Christianity and the Rhetoric of Empire

by Averil Cameron, reviewed by Vern Ratzlaff

Cameron writes a wonderful book, illustrating the Christian impact on the Roman Empire through words and ritual.  Culturally, the early church was ‘in the midst of an intense interest in discussion, the expression of ideas, Christianity . . . placed an extraordinary pressure on verbal formulation’ (p 19).  ‘Christians built themselves a new world. They did so partly through practise…. The evolution of a mode of living and a communal discipline . . . and partly through a discourse that was itself constantly brought under control and discipline’ (p. 21).  She examines the role of rhetoric (‘a totalizing discourse’), ‘how Christian discourse made its impact on society ‘at large, and how it was itself transformed and shaped the endeavour…a two way process in which both sides (the Roman world, Christian discourse) are changing’ (p. 43).

Vern Ratzlaff is a pastor and professor of historical theology at Lutheran Theological Seminary in Saskatoon, Saskatchewan, Canada.
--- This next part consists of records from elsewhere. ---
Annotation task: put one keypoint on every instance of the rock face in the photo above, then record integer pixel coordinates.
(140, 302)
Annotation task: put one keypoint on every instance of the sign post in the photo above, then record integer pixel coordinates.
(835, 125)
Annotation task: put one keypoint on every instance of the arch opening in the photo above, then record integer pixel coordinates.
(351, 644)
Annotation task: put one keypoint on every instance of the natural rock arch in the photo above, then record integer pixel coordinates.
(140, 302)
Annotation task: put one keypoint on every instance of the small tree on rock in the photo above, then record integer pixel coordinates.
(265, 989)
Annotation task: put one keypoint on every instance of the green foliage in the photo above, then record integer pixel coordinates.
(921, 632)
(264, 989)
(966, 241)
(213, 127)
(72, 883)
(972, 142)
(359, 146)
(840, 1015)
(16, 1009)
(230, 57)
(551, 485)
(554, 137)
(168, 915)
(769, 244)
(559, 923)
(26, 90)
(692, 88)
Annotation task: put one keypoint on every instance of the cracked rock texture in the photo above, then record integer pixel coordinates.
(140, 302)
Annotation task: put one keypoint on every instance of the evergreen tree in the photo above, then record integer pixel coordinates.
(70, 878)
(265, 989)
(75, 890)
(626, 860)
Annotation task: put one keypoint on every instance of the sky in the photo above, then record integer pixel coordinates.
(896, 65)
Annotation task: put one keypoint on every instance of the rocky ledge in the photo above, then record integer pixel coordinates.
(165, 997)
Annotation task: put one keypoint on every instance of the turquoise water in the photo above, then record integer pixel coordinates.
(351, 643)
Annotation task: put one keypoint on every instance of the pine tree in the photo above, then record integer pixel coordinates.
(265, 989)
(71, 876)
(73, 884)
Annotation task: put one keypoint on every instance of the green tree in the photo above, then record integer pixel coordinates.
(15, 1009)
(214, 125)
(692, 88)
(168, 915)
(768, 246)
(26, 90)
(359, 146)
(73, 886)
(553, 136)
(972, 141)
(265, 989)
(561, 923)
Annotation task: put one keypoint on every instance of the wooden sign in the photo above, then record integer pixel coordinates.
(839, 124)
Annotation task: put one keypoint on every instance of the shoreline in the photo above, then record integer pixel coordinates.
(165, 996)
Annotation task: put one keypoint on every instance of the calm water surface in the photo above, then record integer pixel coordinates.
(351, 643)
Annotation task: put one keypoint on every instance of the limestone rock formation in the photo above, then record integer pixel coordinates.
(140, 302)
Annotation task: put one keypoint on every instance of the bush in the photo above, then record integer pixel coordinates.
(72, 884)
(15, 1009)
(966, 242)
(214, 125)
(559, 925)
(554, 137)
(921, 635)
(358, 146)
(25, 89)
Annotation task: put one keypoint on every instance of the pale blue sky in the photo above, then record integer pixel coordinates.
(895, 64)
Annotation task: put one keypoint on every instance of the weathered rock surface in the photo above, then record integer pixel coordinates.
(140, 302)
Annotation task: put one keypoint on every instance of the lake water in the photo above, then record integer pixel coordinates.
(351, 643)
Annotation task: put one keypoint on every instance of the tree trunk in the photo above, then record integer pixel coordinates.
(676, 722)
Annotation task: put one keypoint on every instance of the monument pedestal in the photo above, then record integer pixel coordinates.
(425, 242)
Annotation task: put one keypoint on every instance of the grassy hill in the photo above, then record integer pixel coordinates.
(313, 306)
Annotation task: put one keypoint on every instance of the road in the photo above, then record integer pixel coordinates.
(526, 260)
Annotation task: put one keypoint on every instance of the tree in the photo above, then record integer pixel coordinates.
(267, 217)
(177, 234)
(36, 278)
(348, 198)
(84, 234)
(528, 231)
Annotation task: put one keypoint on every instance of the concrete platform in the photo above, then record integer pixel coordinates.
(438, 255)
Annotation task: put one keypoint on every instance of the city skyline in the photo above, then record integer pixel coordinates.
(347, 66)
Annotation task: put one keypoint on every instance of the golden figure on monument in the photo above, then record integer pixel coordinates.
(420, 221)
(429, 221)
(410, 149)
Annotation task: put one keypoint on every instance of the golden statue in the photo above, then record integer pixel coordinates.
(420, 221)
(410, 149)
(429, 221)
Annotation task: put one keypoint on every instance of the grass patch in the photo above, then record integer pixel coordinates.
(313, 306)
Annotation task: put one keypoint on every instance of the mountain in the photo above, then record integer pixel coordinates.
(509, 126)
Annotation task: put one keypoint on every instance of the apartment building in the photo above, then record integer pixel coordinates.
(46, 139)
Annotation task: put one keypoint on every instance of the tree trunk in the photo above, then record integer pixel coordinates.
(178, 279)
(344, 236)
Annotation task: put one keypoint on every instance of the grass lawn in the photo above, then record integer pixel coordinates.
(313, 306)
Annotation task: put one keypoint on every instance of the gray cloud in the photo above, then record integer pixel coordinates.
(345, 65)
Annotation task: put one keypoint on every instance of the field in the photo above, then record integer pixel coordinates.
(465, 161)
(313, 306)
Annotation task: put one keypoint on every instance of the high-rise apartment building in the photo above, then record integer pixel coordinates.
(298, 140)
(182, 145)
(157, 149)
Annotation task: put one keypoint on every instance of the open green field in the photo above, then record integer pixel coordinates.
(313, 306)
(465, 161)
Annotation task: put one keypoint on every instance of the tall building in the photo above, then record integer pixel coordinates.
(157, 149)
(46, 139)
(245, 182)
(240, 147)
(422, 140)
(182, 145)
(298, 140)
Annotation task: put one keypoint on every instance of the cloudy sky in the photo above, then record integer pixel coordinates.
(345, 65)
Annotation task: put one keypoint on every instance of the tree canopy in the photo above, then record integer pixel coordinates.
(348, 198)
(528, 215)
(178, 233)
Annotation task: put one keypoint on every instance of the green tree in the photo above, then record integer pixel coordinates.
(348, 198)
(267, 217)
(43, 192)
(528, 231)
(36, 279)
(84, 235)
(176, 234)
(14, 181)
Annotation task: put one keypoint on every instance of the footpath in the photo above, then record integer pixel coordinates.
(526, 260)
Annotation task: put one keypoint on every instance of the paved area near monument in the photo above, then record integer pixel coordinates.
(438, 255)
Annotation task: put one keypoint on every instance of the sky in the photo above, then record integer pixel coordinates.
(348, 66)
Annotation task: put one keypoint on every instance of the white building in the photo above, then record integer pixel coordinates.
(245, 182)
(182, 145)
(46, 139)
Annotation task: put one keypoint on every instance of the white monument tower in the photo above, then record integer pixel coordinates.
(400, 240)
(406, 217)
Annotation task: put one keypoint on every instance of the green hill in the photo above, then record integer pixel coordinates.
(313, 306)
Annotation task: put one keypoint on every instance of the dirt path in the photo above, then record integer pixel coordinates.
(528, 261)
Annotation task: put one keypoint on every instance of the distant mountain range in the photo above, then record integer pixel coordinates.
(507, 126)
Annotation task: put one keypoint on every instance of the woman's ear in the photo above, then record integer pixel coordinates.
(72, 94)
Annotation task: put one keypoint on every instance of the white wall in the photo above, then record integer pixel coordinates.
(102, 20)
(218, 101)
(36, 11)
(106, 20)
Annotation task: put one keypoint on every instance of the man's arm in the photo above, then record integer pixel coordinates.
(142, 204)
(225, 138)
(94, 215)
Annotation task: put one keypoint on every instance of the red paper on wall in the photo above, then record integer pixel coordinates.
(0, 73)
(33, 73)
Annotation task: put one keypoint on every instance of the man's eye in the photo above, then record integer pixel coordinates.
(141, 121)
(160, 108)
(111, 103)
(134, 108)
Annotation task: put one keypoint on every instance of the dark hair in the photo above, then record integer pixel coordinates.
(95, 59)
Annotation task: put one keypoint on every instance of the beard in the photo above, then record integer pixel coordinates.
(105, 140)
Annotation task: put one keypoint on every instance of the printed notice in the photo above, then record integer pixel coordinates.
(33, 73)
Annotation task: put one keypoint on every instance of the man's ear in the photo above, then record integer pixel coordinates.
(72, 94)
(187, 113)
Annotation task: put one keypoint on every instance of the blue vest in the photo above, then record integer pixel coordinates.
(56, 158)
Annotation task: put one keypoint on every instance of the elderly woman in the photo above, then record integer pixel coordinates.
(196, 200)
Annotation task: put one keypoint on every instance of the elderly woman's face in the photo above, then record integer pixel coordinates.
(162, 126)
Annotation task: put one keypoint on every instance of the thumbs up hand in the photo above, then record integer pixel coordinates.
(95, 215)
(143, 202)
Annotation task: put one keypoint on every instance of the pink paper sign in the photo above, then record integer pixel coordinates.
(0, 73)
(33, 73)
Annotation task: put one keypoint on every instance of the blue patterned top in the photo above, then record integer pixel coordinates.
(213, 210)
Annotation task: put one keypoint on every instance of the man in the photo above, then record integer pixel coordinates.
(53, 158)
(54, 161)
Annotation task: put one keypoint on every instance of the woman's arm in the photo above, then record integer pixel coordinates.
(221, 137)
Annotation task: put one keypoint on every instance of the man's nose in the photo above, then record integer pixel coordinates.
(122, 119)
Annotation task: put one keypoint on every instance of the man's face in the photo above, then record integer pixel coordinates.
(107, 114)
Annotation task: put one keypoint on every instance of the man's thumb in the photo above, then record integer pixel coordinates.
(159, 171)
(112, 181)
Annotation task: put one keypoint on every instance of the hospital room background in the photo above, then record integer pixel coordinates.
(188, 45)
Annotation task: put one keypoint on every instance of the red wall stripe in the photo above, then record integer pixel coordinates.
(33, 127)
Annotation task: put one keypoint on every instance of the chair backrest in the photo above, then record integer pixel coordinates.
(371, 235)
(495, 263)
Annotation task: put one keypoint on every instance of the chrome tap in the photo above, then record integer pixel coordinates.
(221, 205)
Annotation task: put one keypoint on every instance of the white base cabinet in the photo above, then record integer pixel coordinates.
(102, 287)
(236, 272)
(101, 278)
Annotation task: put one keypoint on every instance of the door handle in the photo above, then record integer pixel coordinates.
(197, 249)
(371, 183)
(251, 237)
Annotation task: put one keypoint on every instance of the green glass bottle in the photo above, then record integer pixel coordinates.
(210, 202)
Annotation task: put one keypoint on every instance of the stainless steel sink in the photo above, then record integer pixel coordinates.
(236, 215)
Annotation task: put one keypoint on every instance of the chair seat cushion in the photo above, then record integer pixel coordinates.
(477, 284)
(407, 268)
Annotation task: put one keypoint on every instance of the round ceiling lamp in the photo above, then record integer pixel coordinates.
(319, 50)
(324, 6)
Cameron uses rhetoric not in a technical sense but as ‘characteristic means or way of experience (p 13), ‘denoting the manner and circumstances that promote persuasion’ (p. 20).  ‘Christian rhetoric increasingly moved into central areas of political discourse. . . .  Christian writers used and assimilated to their own purposes the rhetorical modes that had been the preserve of the educated elite’ (p 152).  Christianity came to be noted as ‘a religion of books’, and Christian discourse achieved the position of chief critic and arbiter of culture (p. 222).  Christians sought to legitimize their newly found political power and to ensure its transmission to future generations, and to share the stories, the lives of saints, stories that were a ‘repertoire of symbolic evocation’ (p. 84).  Christianity is a religion of books (Christians were the first to use primarily codices, bound sheets, not papyrus rolls) and rhetoric was the means of articulating a religion by its storytelling and its political analysis, and this book stresses the contribution of language to the church’s mission.  The church changed the shape of Roman culture by its attention to the foundation and possibility of language.